あらすじ
「あなたはこの比率でいる時が、一番美しいわ」
母親が定めたミリ単位の『完璧な比率』と『見えないマス目』。
それが、箱入り娘として育てられた私のすべてだった。
交友関係も、着る服も、息の仕方さえも親の管理下に置かれた「濁り一つない無菌の水槽」。
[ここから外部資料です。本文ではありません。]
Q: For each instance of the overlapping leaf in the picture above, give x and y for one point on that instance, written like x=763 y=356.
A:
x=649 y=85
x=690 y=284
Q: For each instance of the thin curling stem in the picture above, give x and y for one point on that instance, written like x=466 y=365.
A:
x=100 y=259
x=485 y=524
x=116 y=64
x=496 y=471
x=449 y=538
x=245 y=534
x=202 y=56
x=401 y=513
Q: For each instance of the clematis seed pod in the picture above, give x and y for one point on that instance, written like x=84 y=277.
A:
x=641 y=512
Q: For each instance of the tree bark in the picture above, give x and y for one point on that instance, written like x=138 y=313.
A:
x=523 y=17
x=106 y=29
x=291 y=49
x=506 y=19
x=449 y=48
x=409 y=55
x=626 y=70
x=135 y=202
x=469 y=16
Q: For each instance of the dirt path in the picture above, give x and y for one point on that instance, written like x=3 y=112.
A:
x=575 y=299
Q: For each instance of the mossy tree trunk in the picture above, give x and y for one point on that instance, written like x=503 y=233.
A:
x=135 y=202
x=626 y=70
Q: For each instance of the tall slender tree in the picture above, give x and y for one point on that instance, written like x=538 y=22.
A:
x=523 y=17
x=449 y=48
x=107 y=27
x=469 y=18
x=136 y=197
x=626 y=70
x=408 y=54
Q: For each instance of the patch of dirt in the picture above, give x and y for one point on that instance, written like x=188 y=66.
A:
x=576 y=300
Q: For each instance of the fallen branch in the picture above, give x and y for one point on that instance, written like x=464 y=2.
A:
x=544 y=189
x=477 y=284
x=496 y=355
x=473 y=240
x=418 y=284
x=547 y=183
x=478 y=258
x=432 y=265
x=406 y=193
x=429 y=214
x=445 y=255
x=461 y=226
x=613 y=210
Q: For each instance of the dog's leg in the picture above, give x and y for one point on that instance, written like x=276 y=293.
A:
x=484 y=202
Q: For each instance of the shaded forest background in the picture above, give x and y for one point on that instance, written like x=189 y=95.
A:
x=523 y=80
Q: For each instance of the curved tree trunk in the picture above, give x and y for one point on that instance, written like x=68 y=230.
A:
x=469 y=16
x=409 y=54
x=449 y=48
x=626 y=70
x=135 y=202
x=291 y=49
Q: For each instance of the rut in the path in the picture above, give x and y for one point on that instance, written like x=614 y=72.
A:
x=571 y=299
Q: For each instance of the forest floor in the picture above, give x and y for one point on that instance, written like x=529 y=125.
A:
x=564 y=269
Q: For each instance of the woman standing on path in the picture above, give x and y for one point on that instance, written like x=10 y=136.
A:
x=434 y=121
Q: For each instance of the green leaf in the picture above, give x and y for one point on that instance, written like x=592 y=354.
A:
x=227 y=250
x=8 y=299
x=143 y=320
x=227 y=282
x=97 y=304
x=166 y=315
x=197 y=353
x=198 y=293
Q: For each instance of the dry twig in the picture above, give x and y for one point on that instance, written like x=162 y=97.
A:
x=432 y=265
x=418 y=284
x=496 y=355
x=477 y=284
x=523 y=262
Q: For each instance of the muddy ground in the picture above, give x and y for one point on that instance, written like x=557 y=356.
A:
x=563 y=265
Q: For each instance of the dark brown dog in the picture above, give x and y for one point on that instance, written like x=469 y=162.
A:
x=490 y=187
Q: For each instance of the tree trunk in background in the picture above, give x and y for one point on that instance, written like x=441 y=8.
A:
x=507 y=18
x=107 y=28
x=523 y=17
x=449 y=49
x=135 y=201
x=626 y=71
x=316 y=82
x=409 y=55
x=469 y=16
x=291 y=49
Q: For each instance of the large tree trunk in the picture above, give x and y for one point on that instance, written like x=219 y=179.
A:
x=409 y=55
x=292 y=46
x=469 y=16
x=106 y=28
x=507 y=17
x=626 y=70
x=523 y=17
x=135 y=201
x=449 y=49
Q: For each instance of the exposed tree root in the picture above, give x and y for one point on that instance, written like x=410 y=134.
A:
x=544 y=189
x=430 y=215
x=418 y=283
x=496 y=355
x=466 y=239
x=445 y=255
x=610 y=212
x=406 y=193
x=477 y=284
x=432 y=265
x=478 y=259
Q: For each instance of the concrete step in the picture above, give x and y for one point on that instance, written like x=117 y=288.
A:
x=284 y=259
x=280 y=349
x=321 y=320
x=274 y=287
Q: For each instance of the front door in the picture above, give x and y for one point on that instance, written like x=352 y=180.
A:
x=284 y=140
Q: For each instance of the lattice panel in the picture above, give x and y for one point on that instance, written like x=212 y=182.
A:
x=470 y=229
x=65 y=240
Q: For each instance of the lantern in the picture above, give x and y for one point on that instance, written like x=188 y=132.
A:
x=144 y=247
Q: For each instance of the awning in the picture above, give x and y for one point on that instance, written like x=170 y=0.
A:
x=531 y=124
私は自分の意志を持たない、ただ美しく作られただけの無色透明な金魚だった。
しかし、大学入学という未知の海へ放り出された数日後。
新入生勧誘の暴力的なまでの人波にマス目を壊され、パニックで息を止めていた私を救い出したのは、微かな煙草の匂いを纏う「彼」だった。
「……息、止まってたよ」
親の与える滑らかで冷たい世界とは正反対の、熱を持った声と、見知らぬ匂い。
それが、私の無菌の水槽に、最初の一滴の「濁り」が落ちた瞬間だった。
彼は「君は自由だ」と甘い言葉を囁きながら、少しずつ私を彼色に染め上げていく。
親の支配から逃れ、初めて『自分の意志』を手に入れたと錯覚した私は、彼が注ぎ込む過剰で歪んだ愛を、生きる糧として飲み込んでいく。
けれど、それは決して自由などではなかった。
私はただ、飼い主と水槽を変えただけ。
彼が私を自分好みに「色揚げ」するための、ひどく甘くて、息苦しい泥のように濁った水。その猛毒を、私は「愛」だと信じて啜り続ける。
これは、透明だった金魚が完全に彼色に染まり、自ら濁った水に沈んでいくまでの大学4年間――1460日を1日たりとも欠かさずに克明に記録した、静かな狂気と依存の観察日記。
【本日の水質記録:濁度100%】
――もう、この濁った水の中でしか、私は息ができない。